If we now replace the reference J$4:J$20 in the conventional sort formula from column K with the function call COUNTIF ($B$4:$B$20, "<="&$B$4:$B$20) and finish the editing with CTRL+SHIFT+ENTER, we have created the array formula in cell D4. It returns the first name of the sorted list.
The array formula in cell D4 has been copied down. We therefore get seventeen individual, different array formulas in column D. The only difference between them is that in the middle of the formula the expression ROW(A1) becomes ROW(A2) in the next row and so on.
To get only one array formula for the whole column, we select e.g. the range F4:F20 and enter the same array formula, only instead of ROW(A1) we write ROW ($A$1:$A$17). We end the input with CTRL+SHIFT+ENTER. Now the whole range F4:F20 has the same array formula. Individual cells of this range can no longer be changed or deleted. So this solution is a little bit safer against an accidental change of single cells.

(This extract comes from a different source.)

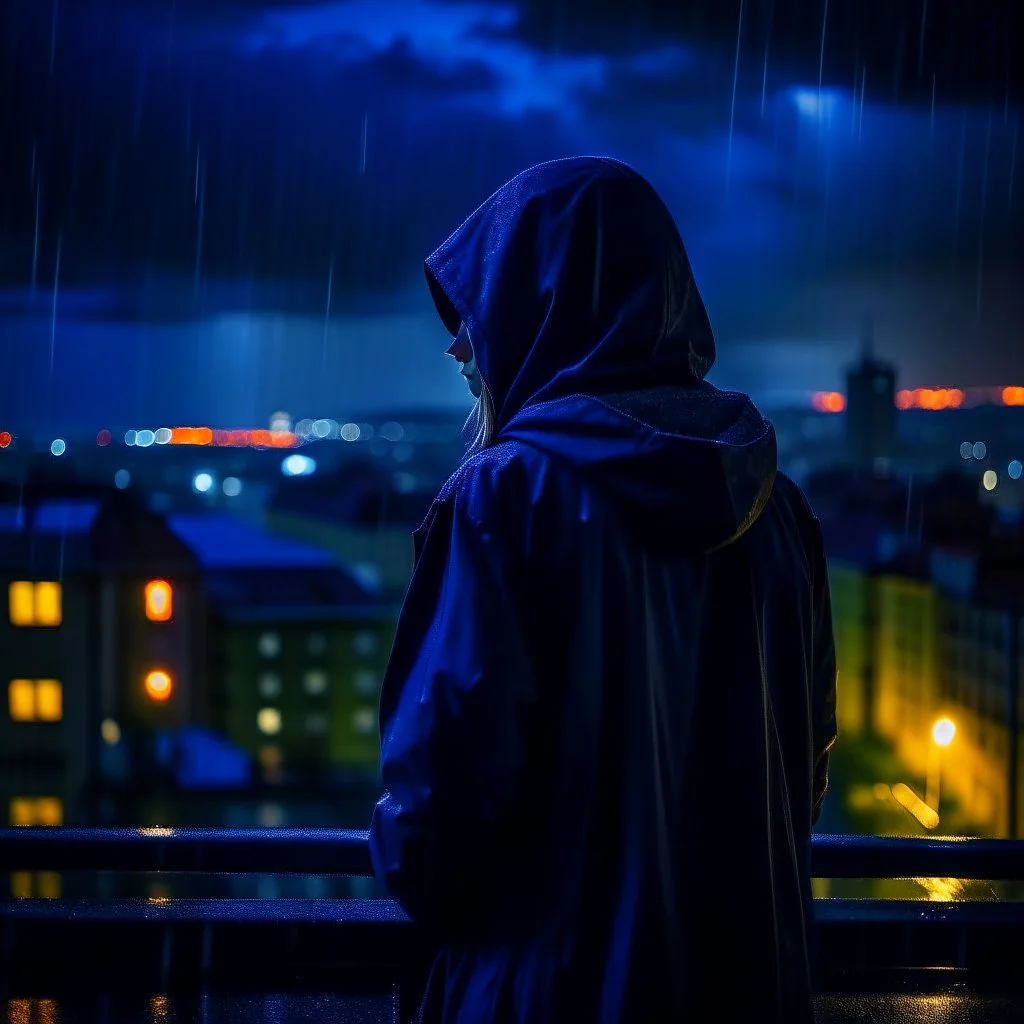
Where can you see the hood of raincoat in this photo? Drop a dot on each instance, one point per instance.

So the formula in cell F4 is:
{=IFERROR (INDEX ($B$4:$B$20, MATCH (ROW ($A$1:$A$17), COUNTIF ($B$4:$B$20, "<="&$B$4:$B$20), 0)), "")}
In the cells G3 and G4 you can select two search criteria. The formula in cell G5 then finds the appropriate number of inhabitants from the table. The formula is:
{=VLOOKUP (G3&G4, CHOOSE ({1,2}, $B$4:$B$9&$C$4:$C$9, $D$4:$D$9), 2, 0)}
In the table above, if you want to search for the age group "5 - 9" using the VLOOKUP function to return the population for that age group, use the formula =VLOOKUP (G3, $B$4:$D$9, 3, 0)}.
The VLOOKUP function finds the first match in row 6 and returns the population 798. But it is also possible to search for the age group "5 - 9" and the gender "female".

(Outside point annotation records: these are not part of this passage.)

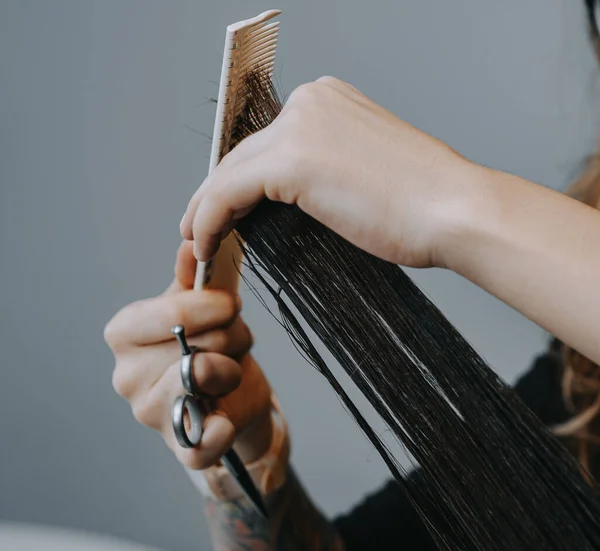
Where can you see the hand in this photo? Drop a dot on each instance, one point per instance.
(147, 367)
(382, 184)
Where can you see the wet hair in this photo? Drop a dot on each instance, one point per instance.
(494, 477)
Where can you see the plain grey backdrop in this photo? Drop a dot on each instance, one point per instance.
(99, 101)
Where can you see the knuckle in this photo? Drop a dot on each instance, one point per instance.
(143, 411)
(304, 93)
(326, 79)
(122, 381)
(218, 341)
(205, 369)
(229, 307)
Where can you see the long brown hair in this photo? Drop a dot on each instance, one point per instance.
(580, 376)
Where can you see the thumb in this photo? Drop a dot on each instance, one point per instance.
(185, 269)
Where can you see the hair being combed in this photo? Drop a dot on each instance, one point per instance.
(494, 478)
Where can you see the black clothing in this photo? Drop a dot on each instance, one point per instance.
(387, 519)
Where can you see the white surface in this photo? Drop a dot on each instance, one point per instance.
(30, 537)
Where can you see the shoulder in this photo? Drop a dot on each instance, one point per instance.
(540, 386)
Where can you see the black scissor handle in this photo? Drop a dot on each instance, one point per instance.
(191, 405)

To do this, use the string concatenation of both search criteria as the search criterion, in our case G3&G4.
Using the CHOOSE function, you create a table whose first column (the search column for the VLOOKUP function) consists of the string concatenations of the two columns B and C and whose second column consists of the column D with the population figures. The expression CHOOSE ({1,2}, $B$4:$B$9&$C$4:$C$9, $D$4:$D$9) returns exactly this table.
In this way you can also concatenate more than two search criteria with "&".

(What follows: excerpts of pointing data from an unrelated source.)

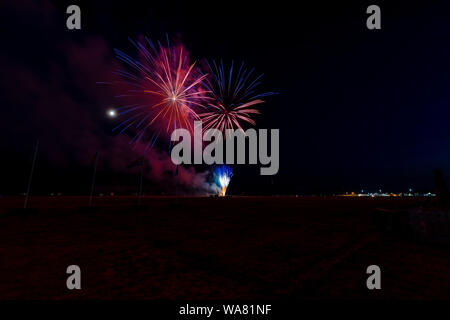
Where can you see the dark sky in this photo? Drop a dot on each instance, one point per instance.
(357, 108)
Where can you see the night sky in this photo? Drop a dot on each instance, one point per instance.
(357, 108)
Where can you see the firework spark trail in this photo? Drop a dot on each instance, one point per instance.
(167, 88)
(222, 175)
(235, 97)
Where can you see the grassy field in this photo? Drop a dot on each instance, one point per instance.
(213, 248)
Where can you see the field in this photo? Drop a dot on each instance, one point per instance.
(213, 248)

This final example really shows the power of array formulas. Its practical importance for the business world is zero, but it shows extraordinarily many aspects of the use of array formulas and is therefore very instructive.
In the first step it is shown how to test whether a given number is a prime number using a single (array) formula.
In the second step I present a possibility to calculate all factors of the number with the help of array formulas. However, in this case the formulas already become really complex.
First, let's look at how a number can be checked to see if it is a prime number.
In cell C3 you enter the number to be checked, e.g. your eight-digit date of birth without the non-digits. The formula in cell E3 then checks whether it is a prime number. In the figure we see that 23.08.2001 (without the dots) is a prime number.
The (array) formula in cell E3 is:
{=SUM (1*(MOD($C$3, ROW (OFFSET ($A$1, , , INT (SQRT ($C$3)))))=0))=1}
The test method used here is mathematically very simple and not very optimized because this tutorial is not about prime number test methods, but about array formulas.
The number is divided by all numbers {1; 2; 3; 4; 5; ...} that are smaller than the root of the number. If the remainder of this division is zero, a factor of the number has been found. The outer function SUM in the formula determines the number of found factors. This number is equal to 1 for a prime number, since only once - namely when dividing by 1 - the remainder is equal to zero.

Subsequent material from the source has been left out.